The Kansas Department of Health and Environment (KDHE) and the Sedgwick County Health Department have identified possible exposure to measles in the Wichita area.  


Measles is a respiratory disease caused by a virus. With the creation of the MMR (measles, mumps, and rubella) vaccine, measles cases have generally been rare in the United States; however, it still sickens approximately 20 million and kills 164,000 people worldwide each year. There has been a resurgence of measles cases in the United States in 2014. From January 1, 2014 through July 11, 2014, 566 confirmed measles cases have been reported in 20 states. This is the highest number of cases since indigenous measles elimination was documented in the U.S. in 2000.

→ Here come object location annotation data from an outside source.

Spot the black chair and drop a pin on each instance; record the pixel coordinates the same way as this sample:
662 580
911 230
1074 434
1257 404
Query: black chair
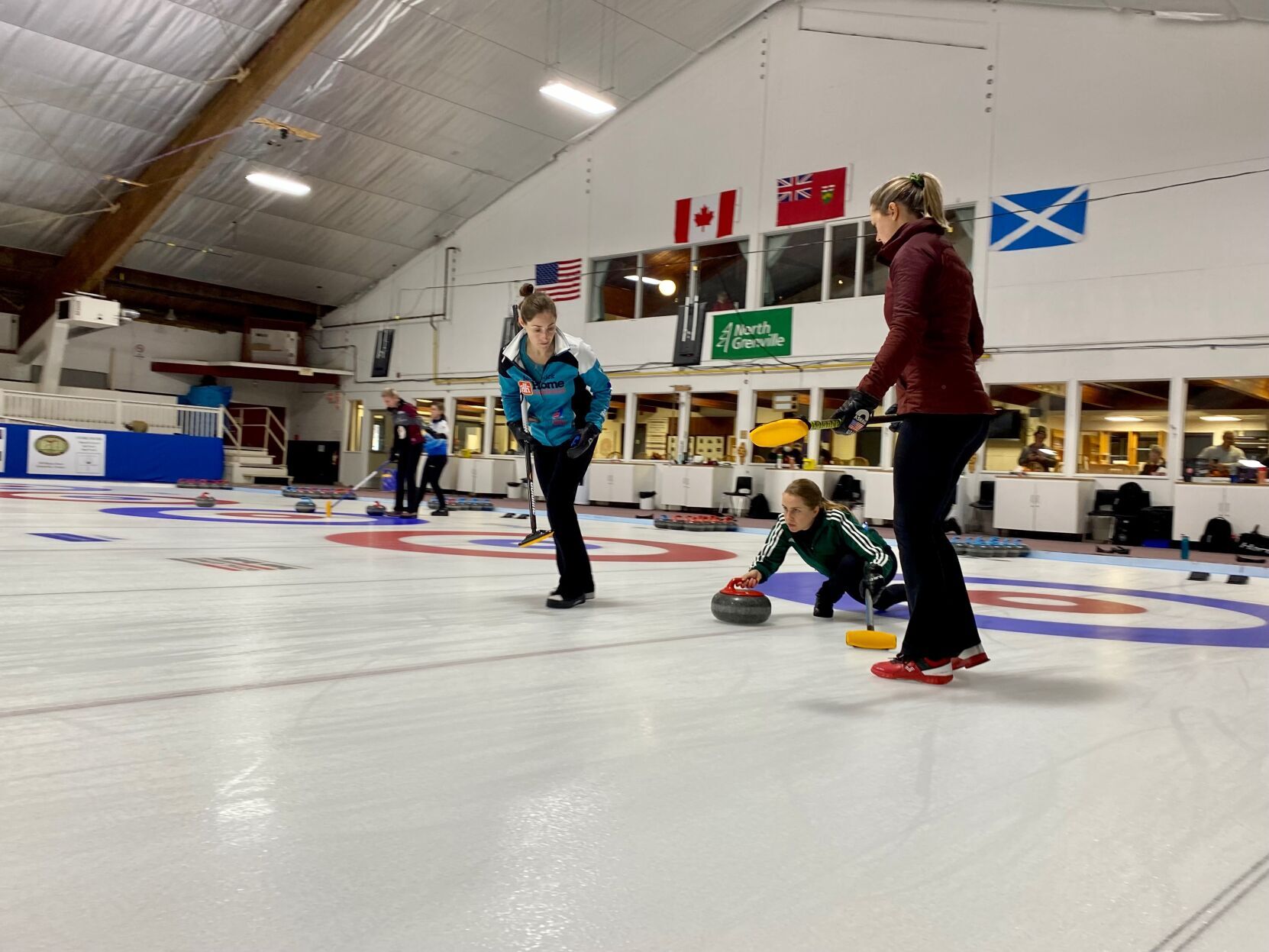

The best way to prevent the measles is to get vaccinated.  Measles vaccination is usually combined with mumps and rubella (MMR). Children should receive two doses of MMR vaccine: the first at 12 to 15 months of age and the second at 4 to 6 years of age.  All adults who have not had measles or a measles shot should receive MMR vaccine, particularly if they were born in 1957 or later. 


Measles is highly contagious and is spread through the air by breathing, coughing, or sneezing. The signs and symptoms of measles typically begin one to two weeks after someone is exposed to an infected person. According to the Centers for Disease Control and Prevention (CDC), measles is so contagious that if one person has it, 90 percent of the people close to that person who are not immune will also become infected with the measles virus. Symptoms include: 
  * Fever 
  * Blotchy rash on the skin, which spreads from the head to the trunk then to the lower
     extremities (Measles can be spread to others from four days before to four days after 
    the rash appears.) 
  * Cough 
  * Runny nose 
  * Red, watery eyes (conjunctivitis) 
  * Feeling run down, achy 
  * Tiny white spots with bluish-white centers found inside the mouth (Koplik spots) 
Nearly one in three persons who get measles will develop one or more complications, some of which may be serious. These include pneumonia, ear infections, or diarrhea. Encephalitis, which is a severe inflammation of the brain, may also occur in some cases.




 If you or your child has been exposed to measles, Call the Cheyenne County Clinic right away at 785-332-2682. They will let you know if you need to come in for a visit.  If you have not been vaccinated, getting an MMR shot within three days of being exposed may prevent measles. 


The best way to prevent measles is to protect your children by having them vaccinated. Protect yourself by making sure you have immunity to measles. If you are ill with a fever, stay home and avoid all public places except to see a medical provider.  If you need to seek healthcare, call ahead so appropriate measures can be taken to protect other patients and staff.